Choosing the right depth
Section titled “Choosing the right depth”Quick (20 turns) is designed for CI pipelines and automated gates. It runs enough turns for the agent to probe obvious misconfigurations, test a handful of common attack patterns, and report what it finds. It will not discover vulnerabilities that require multi-step exploit chains or deep exploration. Use it as a smoke test or regression check.
Default (40 turns) is the standard scanning mode. It gives the agent enough budget to run a meaningful reconnaissance phase, form hypotheses, test multiple attack vectors, and follow up on promising leads. Most real-world scans should use this depth. It hits the empirical sweet spot where additional turns stop producing additional findings.

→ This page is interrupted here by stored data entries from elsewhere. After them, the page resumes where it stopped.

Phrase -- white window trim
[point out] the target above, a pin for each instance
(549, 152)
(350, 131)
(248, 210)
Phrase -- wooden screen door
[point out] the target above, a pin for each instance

Deep (100 turns) is for thorough assessments where completeness matters more than speed. Pre-launch security audits, compliance-driven reviews, and penetration test engagements benefit from the extended budget. The agent can try fundamentally different strategies after initial approaches fail, explore edge cases, and chain complex multi-step exploits. Deep mode costs roughly 2.5 times more in API tokens than default mode.
When running benchmarks, deep mode is the standard. XBOW evaluations use deep mode to give the agent maximum opportunity, since benchmark scores reflect capability ceiling rather than typical usage.
Non-determinism and retries
Section titled “Non-determinism and retries”LLM-based agents are inherently non-deterministic. The same target scanned twice with identical configuration can produce different results. The agent might choose a different initial reconnaissance strategy, follow a different hunch after the first few turns, or stumble onto (or miss) a key insight due to sampling randomness.
On the XBOW benchmark, this manifests as challenges that pass on some runs and fail on others. A challenge that the agent cracks in 12 turns on one attempt might stall and exhaust its budget on the next. This is not a bug — it is a fundamental property of probabilistic agents.
Retries are the practical mitigation. The benchmark harness supports a --retries flag that runs each challenge multiple times and counts it as passed if any attempt succeeds. This smooths out the variance and gives a more accurate picture of the agent’s capability ceiling. For production scans, running the same scan 2-3 times and merging findings is a reasonable strategy when thoroughness matters.
The non-determinism also means that a single failed scan does not prove a target is secure. It means the agent did not find anything in that particular run with that particular sequence of decisions. A different run, a different model, or a different depth setting might produce different results.